IBS Interpretation. When IBS was recomputed on the merge without --missing-to-ref, KW4M029_CRX445127 remained the closest anchor for all 22 unknown accessions (IBS range 0.78–0.94; mean ≈ 0.88). The reduction in absolute IBS values relative to the first pass reflects a more conservative treatment of missing genotypes, but the identity of the nearest anchor and the relative ranking of samples were unchanged, supporting the robustness of the inferred relationship to KW4M029.

6 Conclusions

In this brief comparitive analysis, both PCA and IBS show that the 22 unknown maize accessions form a tight genetic cluster that is clearly separated from most anchor backgrounds and lies closest to the anchor line KW4M029_CRX445127. In both the initial analysis (with --missing-to-ref) and the more conservative re-analysis without this option, KW4M029 remained the nearest anchor for every unknown sample, with moderately to highly elevated IBS values. According to panel metadata, KW4M029 is a European inbred line from the KWS breeding program, registered in Turkey, so the unknown accessions are most consistent with a genetic background related to this European/KWS germplasm rather than to the other reference lines included in the panel.

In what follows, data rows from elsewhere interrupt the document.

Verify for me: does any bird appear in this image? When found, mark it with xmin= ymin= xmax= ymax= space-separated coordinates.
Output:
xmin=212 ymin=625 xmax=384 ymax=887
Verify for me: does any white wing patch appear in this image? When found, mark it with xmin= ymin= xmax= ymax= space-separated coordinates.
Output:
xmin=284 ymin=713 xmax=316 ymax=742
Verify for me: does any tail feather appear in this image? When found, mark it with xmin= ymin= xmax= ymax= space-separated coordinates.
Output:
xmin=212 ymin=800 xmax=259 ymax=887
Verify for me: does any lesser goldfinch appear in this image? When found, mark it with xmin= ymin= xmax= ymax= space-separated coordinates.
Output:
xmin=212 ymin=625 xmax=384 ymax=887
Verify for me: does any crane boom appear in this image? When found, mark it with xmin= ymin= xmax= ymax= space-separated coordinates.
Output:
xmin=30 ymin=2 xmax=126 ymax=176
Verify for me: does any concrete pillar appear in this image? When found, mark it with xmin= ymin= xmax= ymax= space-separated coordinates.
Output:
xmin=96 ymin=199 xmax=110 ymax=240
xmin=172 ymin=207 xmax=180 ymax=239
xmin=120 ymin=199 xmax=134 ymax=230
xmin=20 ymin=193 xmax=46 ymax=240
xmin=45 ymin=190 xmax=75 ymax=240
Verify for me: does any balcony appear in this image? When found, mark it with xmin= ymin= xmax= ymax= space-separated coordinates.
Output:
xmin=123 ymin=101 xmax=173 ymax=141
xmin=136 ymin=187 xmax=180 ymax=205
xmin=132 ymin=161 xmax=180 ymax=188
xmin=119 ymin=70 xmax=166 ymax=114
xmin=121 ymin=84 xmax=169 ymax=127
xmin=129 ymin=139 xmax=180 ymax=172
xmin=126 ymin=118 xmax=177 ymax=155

Interestingly, although the unknown accessions were labeled and sourced under names suggesting South American origins (URUG, VENE, YUCA, TAMA), SNP PCA and IBS analyses indicate that they are genetically most similar to the European KWS inbred line KW4M029. This discrepancy between apparent geographic sourcing and genomic affinity suggests that these materials likely trace back to European-derived germplasm, highlighting the complex movement and exchange of maize lines across regions.